Atritos com outras lideranças religiosas é uma constante na vida de Valdemiro. Seu principal opositor é Edir Macedo, simplesmente denominado o “bispo” ou o “sacerdote”. As práticas e os rituais da Universal, como a utilização do sal grosso e o nó na camisa, são taxados de “macumba” pelo apóstolo. Outro rival é R. R. Soares, apelidado de “tio”, com quem Valdemiro disputa acirradamente o espaço midiático nas emissoras de televisão.

A presença nas páginas policiais é mais um problema enfrentado pela denominação. Em março de 2010, a prisão de três pastores da Mundial com armamento pesado em uma rodovia do Mato Grosso do Sul foi notícia em grandes emissoras, como a Globo e a Record. O próprio Valdemiro já foi preso por porte de armas e munição, na cidade paulista de Sorocaba em 2003.

Como se não bastasse, o apóstolo ainda tem que lidar com a saída de bispos e pastores. O terceiro homem da igreja, o bispo Roberto Damásio, abriu a primeira dissidência da Mundial em 2010, a Igreja Mundial Renovada. Posteriormente, o bispo Sebastian de Almeida fundou o seu Templo Mundial do Resgate da Fé. Ambos contam com suas sedes no bairro paulistano do Brás, próximas ao Grande Templo dos Milagres. A predileção dos dissidentes por levar a marca Mundial adiante já está rendendo uma certa confusão na cabeça dos fiéis: em cultos transmitidos no Canal 21, a igreja já foi chamada de Igreja Mundial da Fé e Igreja Mundial de Deus por duas mulheres, que diziam estar curadas de seus males.

Para vencer estas adversidades, Valdemiro utiliza o discurso da perseguição religiosa e da batalha espiritual. Contra os fechamentos de sua

sede, realizados pela Prefeitura de São Paulo por causa da manutenção do templo e da superlotação, o apóstolo e seu séquito acusaram o poder público de empreender “uma tribulação sinistra e ameaçadora”, nas palavras do segundo homem da denominação, o bispo Josivaldo Batista.

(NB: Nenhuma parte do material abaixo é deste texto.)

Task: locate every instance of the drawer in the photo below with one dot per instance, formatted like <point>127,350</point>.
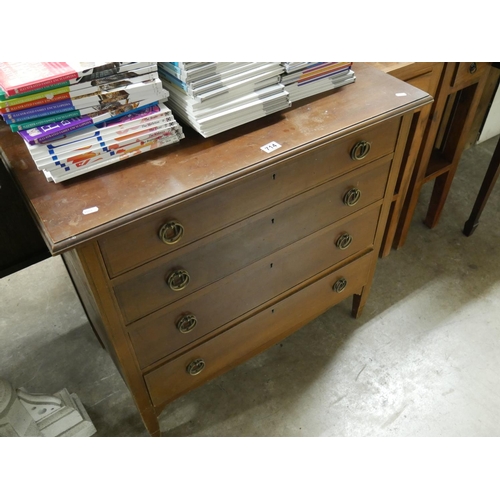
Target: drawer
<point>468,73</point>
<point>139,242</point>
<point>252,336</point>
<point>148,288</point>
<point>170,329</point>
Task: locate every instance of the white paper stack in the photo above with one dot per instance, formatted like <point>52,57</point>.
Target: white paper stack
<point>213,97</point>
<point>107,143</point>
<point>304,79</point>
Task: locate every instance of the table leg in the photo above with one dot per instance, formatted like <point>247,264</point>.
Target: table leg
<point>484,192</point>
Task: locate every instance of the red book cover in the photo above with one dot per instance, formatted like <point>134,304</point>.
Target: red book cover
<point>17,77</point>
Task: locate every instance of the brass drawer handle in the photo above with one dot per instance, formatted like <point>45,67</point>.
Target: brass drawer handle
<point>360,150</point>
<point>187,323</point>
<point>352,197</point>
<point>171,232</point>
<point>178,280</point>
<point>344,241</point>
<point>339,285</point>
<point>195,367</point>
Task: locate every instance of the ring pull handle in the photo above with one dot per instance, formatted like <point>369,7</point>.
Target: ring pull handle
<point>171,232</point>
<point>351,197</point>
<point>195,367</point>
<point>360,150</point>
<point>343,241</point>
<point>339,285</point>
<point>187,323</point>
<point>178,280</point>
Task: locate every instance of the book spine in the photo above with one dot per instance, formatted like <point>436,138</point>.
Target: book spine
<point>16,127</point>
<point>5,97</point>
<point>97,140</point>
<point>42,134</point>
<point>38,111</point>
<point>40,84</point>
<point>117,121</point>
<point>33,100</point>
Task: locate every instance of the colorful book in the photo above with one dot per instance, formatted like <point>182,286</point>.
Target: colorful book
<point>141,118</point>
<point>115,82</point>
<point>40,135</point>
<point>95,106</point>
<point>136,149</point>
<point>96,152</point>
<point>21,77</point>
<point>98,142</point>
<point>74,92</point>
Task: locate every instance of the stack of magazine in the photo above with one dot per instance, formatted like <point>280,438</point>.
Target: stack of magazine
<point>78,117</point>
<point>213,97</point>
<point>304,79</point>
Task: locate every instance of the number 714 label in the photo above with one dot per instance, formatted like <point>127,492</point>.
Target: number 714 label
<point>268,148</point>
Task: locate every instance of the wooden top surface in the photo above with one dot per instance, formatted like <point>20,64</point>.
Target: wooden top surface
<point>151,181</point>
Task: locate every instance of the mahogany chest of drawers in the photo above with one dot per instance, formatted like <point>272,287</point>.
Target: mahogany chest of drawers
<point>192,259</point>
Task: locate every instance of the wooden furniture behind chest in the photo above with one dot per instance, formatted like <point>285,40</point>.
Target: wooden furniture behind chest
<point>192,259</point>
<point>457,98</point>
<point>425,76</point>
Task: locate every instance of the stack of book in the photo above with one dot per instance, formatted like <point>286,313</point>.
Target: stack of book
<point>213,97</point>
<point>78,117</point>
<point>304,79</point>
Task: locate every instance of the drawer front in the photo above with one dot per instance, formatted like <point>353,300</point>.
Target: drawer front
<point>201,313</point>
<point>252,336</point>
<point>157,284</point>
<point>139,242</point>
<point>468,73</point>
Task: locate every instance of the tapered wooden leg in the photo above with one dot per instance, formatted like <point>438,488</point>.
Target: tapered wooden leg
<point>440,192</point>
<point>484,192</point>
<point>150,420</point>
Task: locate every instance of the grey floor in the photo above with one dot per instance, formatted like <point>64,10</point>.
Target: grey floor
<point>423,359</point>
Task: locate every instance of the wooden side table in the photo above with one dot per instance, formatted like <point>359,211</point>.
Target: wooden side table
<point>484,192</point>
<point>426,77</point>
<point>452,115</point>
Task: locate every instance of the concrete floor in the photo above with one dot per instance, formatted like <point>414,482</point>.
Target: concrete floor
<point>421,361</point>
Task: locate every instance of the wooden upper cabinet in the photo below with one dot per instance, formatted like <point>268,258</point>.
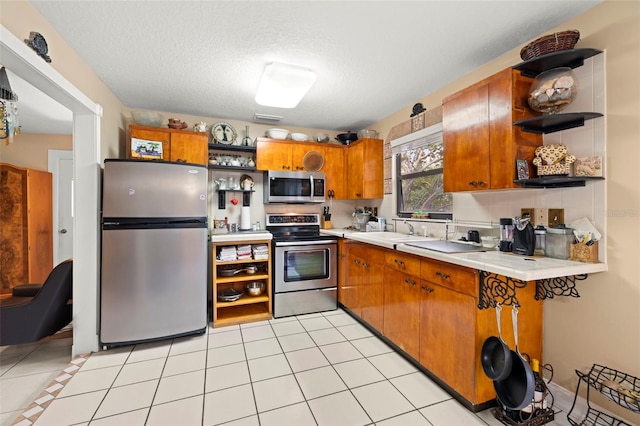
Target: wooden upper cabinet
<point>481,144</point>
<point>26,226</point>
<point>177,145</point>
<point>335,167</point>
<point>190,148</point>
<point>365,169</point>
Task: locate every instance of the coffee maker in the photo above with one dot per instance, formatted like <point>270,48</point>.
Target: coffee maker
<point>506,234</point>
<point>524,239</point>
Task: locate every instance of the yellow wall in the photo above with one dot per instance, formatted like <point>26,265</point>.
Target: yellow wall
<point>29,150</point>
<point>602,326</point>
<point>21,18</point>
<point>599,327</point>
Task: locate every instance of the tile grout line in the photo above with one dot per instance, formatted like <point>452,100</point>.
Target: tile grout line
<point>37,407</point>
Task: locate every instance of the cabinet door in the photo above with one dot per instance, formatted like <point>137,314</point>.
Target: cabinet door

Para se diferenciar dos líderes de outras igrejas empresariais, Valdemiro deixou claro em um vídeo transmitido no Canal 21 que “em toda a perseguição que este ministério sofre, você não ouve falar o meu nome”, afirmando que outros pregadores sofrem perseguição pela sua própria má conduta na obra de Deus.

A marca Mundial, alicerçada na personalidade peculiar de Valdemiro Santiago e no uso do marketing, tem funcionado plenamente. Muito deste sucesso pode ser explicado pela teoria da escolha racional, proposta pelo sociólogo Rodney Stark. A partir de seus axiomas e pressupostos, é possível visualizar alguns aspectos da Mundial, como a busca dos fiéis por recompensas a baixos custos, a contribuição da experiência anterior de Valdemiro (na Universal) em sua nova igreja, a inovação contínua de práticas nos cultos, a falta de corporativismo entre os empresários da fé e a centralização de poder que gera dissidências.

A Igreja Mundial do Poder de Deus é fruto do seu tempo. Tempo em que os fiéis, agora consumidores, têm liberdade de escolha e montam o seu próprio repertório de crenças e práticas. Tempo em que as igrejas mudaram o seu posicionamento para empresas sobrenaturais, solucionando os problemas dos clientes de forma ágil e eficaz. Tempo em que o marketing está ao lado da fé.